Et l’oiseau de soleil avait fait son apparition, cela hors de la volonté de Giovanna, c’est-à-dire en contradiction formelle avec la norme puisque les hologrammes ne se manifestaient jamais qu’en accord avec l’esprit humain.
Giovanna était horrifiée.
Elle comprenait dans quelle effroyable mesure on se servait d’elle, de son corps, de son cerveau, de tout son métabolisme.
Longuement, les impassibles androïdes avaient poursuivi l’expérience, sans paraître plus se soucier de la personne de Giovanna — pourtant au centre de leurs travaux – que de n’importe quel rouage de leur installation.
Ils observaient l’oiseau magique, le filmaient, le photographiaient, avec des moyens complexes que Giovanna ignorait mais qui lui paraissaient relever d’une technologie supérieure.
Enfin, sans doute satisfaits (mais sans rien en laisser paraître), ils terminèrent leurs essais.
Le courant cessa de se manifester.

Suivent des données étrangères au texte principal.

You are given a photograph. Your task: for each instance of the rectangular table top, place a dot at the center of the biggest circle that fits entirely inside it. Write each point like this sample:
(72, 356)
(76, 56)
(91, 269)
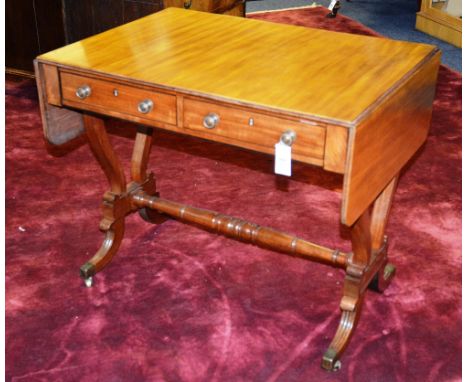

Giovanna se sentit plus libre. Mais elle était épuisée et elle desserra les doigts, laissant tomber le xtaïx.
L’oiseau de soleil avait disparu.
On enjoignit à la jeune fille d’avoir à se rhabiller et c’est alors qu’elle fut reconduite à la cabine servant de prison.
Elle pleurait et tout son récit avait été entrecoupé de sanglots. Knet’ag restait silencieux, la tenant contre lui, caressant les beaux cheveux de la jeune fille. Les deux Terriens le regardaient. Ils n’étaient pas jaloux, tout était tellement extravagant.
Coqdor et Arimaïla, à tour de rôle, lui parlaient doucement, cherchant à apaiser l’émotion qui la faisait encore trembler.
Finalement, ce fut l’homme d’Inab’dari qui posa la question :
— Chevalier Coqdor, que concluez-vous ?
L’homme aux yeux verts se mordit les lèvres, les regarda à tour de rôle.
— Je ne peux avancer qu’une hypothèse… Mais c’est terrible !
— Parlez ! Parlez !
— Eh bien, je crois savoir maintenant pourquoi les Mathématiques font des prisonniers sur les planètes qu’ils attaquent. Ils ont besoin de la nature humaine. Parce que les miraculeux xtaïx ne réagissent qu’avec un être vivant, homme ou femme, voire avec un transfert sur un animal. Mais en aucun cas un Mathématique ne saurait s’en servir, puisqu’il est, bien que charnel, inhumain, dépourvu d’âme.
Il y eut un instant de lourd silence, qu’Aligro rompit enfin :
— Si bien que, selon vous, les malheureux esclaves servent de catalyseurs pour la dynamisation des xtaïx… et qu’on les utilise alors pour mener à bien les entreprises de ces salauds !… Attaquer une planète… ou bien encore…
— Ou tuer un soleil ! Oui, Aligro !
Ils étaient maintenant muets, accablés, désemparés. Ils avaient conscience de leur impuissance, du rôle à la fois passif et sinistre que leurs ennemis escomptaient leur faire jouer dans la guerre interplanétaire.
Ils ne pouvaient plus rien faire. Rien.
Et le sphéronef mathématique poursuivait sa route, immuablement, vers des mondes inconnus.